The case of Succession of Rabasse, 49 La.Ann. 1405, 22 So. 767, which was not called to this court’s attention prior to application for rehearing, is in point. The instrument involved in Rabasse was payable to the maker’s own order and signed but not indorsed by the decedent, an instrument similar in all pertinent respects to the one with which we are here concerned. The question of negotiability was there neither material nor considered by the court, which rejected a claim against the succession based on the instrument both as a note and as a donation. The rationale of the decision is to be found at page 1425 of the Annual citation and at page 775 of the Southern, where the court said:

“We agree with the district court that the instrument declared on can be sustained neither as a contract to do nor a contract to give, — neither as a note nor as a donation. The instrument, by its very terms, shows that it was contemplated that an additional act would have to be performed in order to make it, as such, a perfected instrument. Civ.Code, arts. 1905, 1906. An instrument by which the maker engages to pay a certain sum of money on the order of the maker, which has never received the indorsement, upon the fact of which indorsement alone a promise of payment had been made, is incomplete, and in that condition could not, as a note, be enforced against the maker. Delivery by the maker to a *882particular person, even though accompanied by words indicative of a gift or donation of the same, does not stand in lieu of, is not a substitution for, nor is it the equivalent of, an indorsement. The situation does not correspond at all with that of the delivery by the holder of a note, to whose order it was payable, to a third person, accompanied by words of assignment. In the one case there would be a verbal assignment of a perfected thing; in the other, of a thing which would pass into the hands of the party who had received it, with something requiring still to be done to give it existence.” (emphasis added).
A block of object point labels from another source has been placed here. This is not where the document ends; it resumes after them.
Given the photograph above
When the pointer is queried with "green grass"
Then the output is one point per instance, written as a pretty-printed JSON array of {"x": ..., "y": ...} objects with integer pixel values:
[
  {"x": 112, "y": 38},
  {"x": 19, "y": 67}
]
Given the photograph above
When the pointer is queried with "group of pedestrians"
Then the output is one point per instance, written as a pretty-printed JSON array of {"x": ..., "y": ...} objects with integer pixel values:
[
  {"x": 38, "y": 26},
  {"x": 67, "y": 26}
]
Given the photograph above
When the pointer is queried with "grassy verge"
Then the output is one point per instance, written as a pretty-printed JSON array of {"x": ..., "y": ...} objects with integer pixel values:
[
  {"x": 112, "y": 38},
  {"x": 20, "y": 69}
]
We are now of the opinion that the instrument upon which this action is brought is not a promissory note, negotiable or otherwise, within the intent and meaning of Article 3540 of the Civil Code and that the three year prescriptive period for the payment of money lent, Civil Code Article 3538, is applicable and bars recovery by the plaintiff.

Our original decree is recalled and annulled and the judgment appealed from is affirmed; costs in this court to be paid by the appellant.

Original decree recalled and annulled; judgment appealed from affirmed.